$linuxjunkies
>

Linux for Data Scientists: A Complete Setup Guide

Set up a production data science workstation on Linux: Conda, mamba, uv, JupyterLab, R, RStudio Server, CUDA, and Apache Arrow, with verification steps.

IntermediateUbuntuDebianFedoraArch12 min readUpdated June 7, 2026

Before you start

  • A 64-bit Linux install with sudo privileges
  • Nvidia GPU with a compatible driver installed (for CUDA section only)
  • At least 10 GB of free disk space for environments and toolkits
  • Basic familiarity with the terminal and shell environment variables

A stock Linux install gets you to a Python prompt quickly but leaves a lot of performance and reproducibility on the table. This guide walks through a production-grade data science workstation: isolated environments with Conda/mamba and uv, JupyterLab as a browser IDE, R and RStudio Server, CUDA for GPU workloads, and Apache Arrow for columnar data processing. Each tool is installed and verified; pick what applies to your stack.
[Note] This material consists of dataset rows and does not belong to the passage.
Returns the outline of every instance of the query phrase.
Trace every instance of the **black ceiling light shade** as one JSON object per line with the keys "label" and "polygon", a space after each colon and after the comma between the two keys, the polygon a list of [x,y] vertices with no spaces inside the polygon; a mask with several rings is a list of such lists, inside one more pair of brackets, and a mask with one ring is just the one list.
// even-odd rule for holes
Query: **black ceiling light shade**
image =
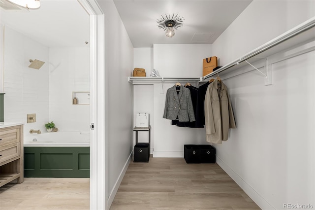
{"label": "black ceiling light shade", "polygon": [[184,24],[183,22],[184,19],[182,17],[179,17],[178,14],[176,15],[174,15],[173,14],[173,16],[171,17],[171,15],[169,15],[168,16],[165,14],[165,16],[162,15],[162,18],[158,20],[158,27],[160,29],[166,31],[165,35],[169,37],[172,37],[175,34],[175,32],[174,30],[177,30],[179,28],[183,26]]}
1. Baseline System Preparation

Keep the OS layer clean. Install only build essentials from the system package manager; everything scientific goes into isolated environments later.

Debian/Ubuntu

sudo apt update && sudo apt upgrade -y
sudo apt install -y build-essential curl git wget ca-certificates libssl-dev \
  libffi-dev zlib1g-dev libbz2-dev libreadline-dev libsqlite3-dev

Fedora / RHEL 9 / Rocky 9

sudo dnf groupinstall -y "Development Tools"
sudo dnf install -y curl git wget openssl-devel libffi-devel zlib-devel \
  bzip2-devel readline-devel sqlite-devel

Arch

sudo pacman -Syu --noconfirm base-devel curl git wget

2. Conda and Mamba

Conda handles Python, R, compiled C/Fortran libraries, and CUDA toolkits in one environment. Mamba is a drop-in C++ reimplementation of the Conda solver — it resolves large environments in seconds instead of minutes. Install Miniforge, which ships mamba by default and uses the conda-forge channel.

curl -fsSL https://github.com/conda-forge/miniforge/releases/latest/download/Miniforge3-Linux-x86_64.sh \
  -o miniforge.sh
bash miniforge.sh -b -p "$HOME/miniforge3"
rm miniforge.sh
"$HOME/miniforge3/bin/conda" init bash   # also run for zsh if you use it

Restart your shell, then verify:

mamba --version
# mamba 1.5.x  conda 24.x.x  (versions will vary)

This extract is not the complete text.